Q: We bought a property in Redding, California, and it has a pretty sad-looking peach tree on the property. Many of the limbs are dead, and the live ones are dripping sap. Do we need to get rid of this tree? Is there any way to prevent this from happening again?

A: Peach trees are magnets for wood-boring insects, aka borers, in our climate. That is the main reason most peach trees are not as long-lived as other fruit trees. This insect never enters the soil, so the soil is usually not a problem. Only the tree. If the damage to the tree is severe, remove and replace it.

Once trees are attacked by these types of borers, they frequently enter a death spiral, and there is not much you can do without using insecticides. Even applying an insecticide is not a guarantee the tree will be cured. Applying a systemic insecticide containing Imidacloprid as a soil drench soon after flowering might kill borers still inside the tree and give the tree some protection for a few months.
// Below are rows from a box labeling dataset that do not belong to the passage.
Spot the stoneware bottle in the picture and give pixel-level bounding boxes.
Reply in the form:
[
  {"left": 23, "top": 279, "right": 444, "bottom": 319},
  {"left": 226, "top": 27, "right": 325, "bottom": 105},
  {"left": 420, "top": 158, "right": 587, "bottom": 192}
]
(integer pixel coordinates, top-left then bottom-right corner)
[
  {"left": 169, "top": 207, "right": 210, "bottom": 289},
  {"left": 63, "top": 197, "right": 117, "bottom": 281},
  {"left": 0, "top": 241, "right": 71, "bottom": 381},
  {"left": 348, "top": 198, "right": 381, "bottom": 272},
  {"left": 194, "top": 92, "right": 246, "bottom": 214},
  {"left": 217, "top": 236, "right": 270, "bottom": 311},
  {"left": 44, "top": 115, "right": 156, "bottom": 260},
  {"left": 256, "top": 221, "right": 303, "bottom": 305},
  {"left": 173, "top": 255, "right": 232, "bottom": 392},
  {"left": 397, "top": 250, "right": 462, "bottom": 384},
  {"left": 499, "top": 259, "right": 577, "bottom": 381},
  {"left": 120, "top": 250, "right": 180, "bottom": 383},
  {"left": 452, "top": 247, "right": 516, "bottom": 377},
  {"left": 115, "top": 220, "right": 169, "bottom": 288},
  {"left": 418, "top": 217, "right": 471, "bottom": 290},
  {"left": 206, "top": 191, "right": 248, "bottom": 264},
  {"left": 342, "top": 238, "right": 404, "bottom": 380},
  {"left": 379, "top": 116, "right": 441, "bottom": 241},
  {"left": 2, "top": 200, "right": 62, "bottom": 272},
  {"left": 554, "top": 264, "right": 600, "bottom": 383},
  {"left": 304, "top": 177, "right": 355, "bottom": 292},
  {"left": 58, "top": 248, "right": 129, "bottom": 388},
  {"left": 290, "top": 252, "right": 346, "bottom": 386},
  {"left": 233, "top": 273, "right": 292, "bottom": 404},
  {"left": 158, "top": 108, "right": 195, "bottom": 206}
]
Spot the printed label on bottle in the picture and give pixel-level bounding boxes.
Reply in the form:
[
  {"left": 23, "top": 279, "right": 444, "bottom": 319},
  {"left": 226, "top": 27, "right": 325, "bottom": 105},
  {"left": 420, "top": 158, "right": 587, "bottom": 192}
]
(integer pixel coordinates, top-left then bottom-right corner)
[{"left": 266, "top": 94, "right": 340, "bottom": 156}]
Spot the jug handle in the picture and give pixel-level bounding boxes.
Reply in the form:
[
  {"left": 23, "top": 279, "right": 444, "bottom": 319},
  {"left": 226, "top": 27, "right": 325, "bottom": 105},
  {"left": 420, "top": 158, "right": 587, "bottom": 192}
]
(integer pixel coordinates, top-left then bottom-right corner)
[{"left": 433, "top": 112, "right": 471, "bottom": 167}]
Limbs dying because of this insect are normally seen during the summer, but the damage they cause inside the tree starts in the spring. These insects are attracted to trees damaged by intense sunlight, but sometimes they infest trees that appear not to be damaged at all.

As an added protection, make sure the tree is pruned, watered and fertilized so that it has a full canopy that protects its limbs and trunk from intense sunlight. It also helps to shade the trunk or paint it with diluted white latex paint.

Make sure the tree is getting enough water by irrigating it with at least four drip emitters spaced under the canopy. With newly planted trees, these emitters should be about 12 inches from the trunk in a square pattern and more emitters added as the tree gets larger.

Q: Last week I pulled the vines growing up the sides of my house to paint the exterior. These vines included Hacienda Creeper, Mexican creeper, Senecio, and creeping fig. Is there anything I might do to encourage them to reattach themselves to the wall, or must I cut them back to the ground and wait for them to start over?

A: Cut them back, and they will grow back quickly to their original size. That is because they are already established.

Hacienda Creeper and climbing fig should climb up the painted wall again and reattach to the house on their own. These plants have established roots, so they should grow up the sides of the house quickly. Creeping fig is perhaps the slowest grower of the group, but it will re-establish itself over time.

Pull some of the stems toward the wall as they re-emerge, and they should start climbing. Cut off stems that don’t reattach, and those that do will climb faster.

Senecio and Mexican creeper are twining vines, so they will need some help climbing again. Adequate water, small amounts of compost once a year and regular fertilizer applications will push them to climb faster.

Q: I planted Roma, Better Boy and Early Girl tomato varieties this spring. Over 45 days later they’ve not gotten much bigger than when I brought them home from the nursery.

A: The weather has been colder and wetter than normal. That has slowed down the growth of warm-season vegetables such as tomatoes, peppers and eggplant. Be patient.

Hot caps aren’t used much anymore, but those along with Wall-o-water plant sleeves were made to speed up the growth of plants during cool weather. Rediscover these nifty little garden additions. They keep plants warmer and speed the growth of warm-season vegetables when weather is cool.

On the remote chance that something else might be going on, inspect some roots of these plants and see if there are any small “balls” growing on them. If found, that might indicate nematodes are in the soil and a problem.

Nematodes infesting plant roots can slow them down. There is not much you can do if they are present except replace the soil and plants.

That is one reason container gardening can be worthwhile. The containers can be sanitized and the soil replaced more easily than in a garden bed.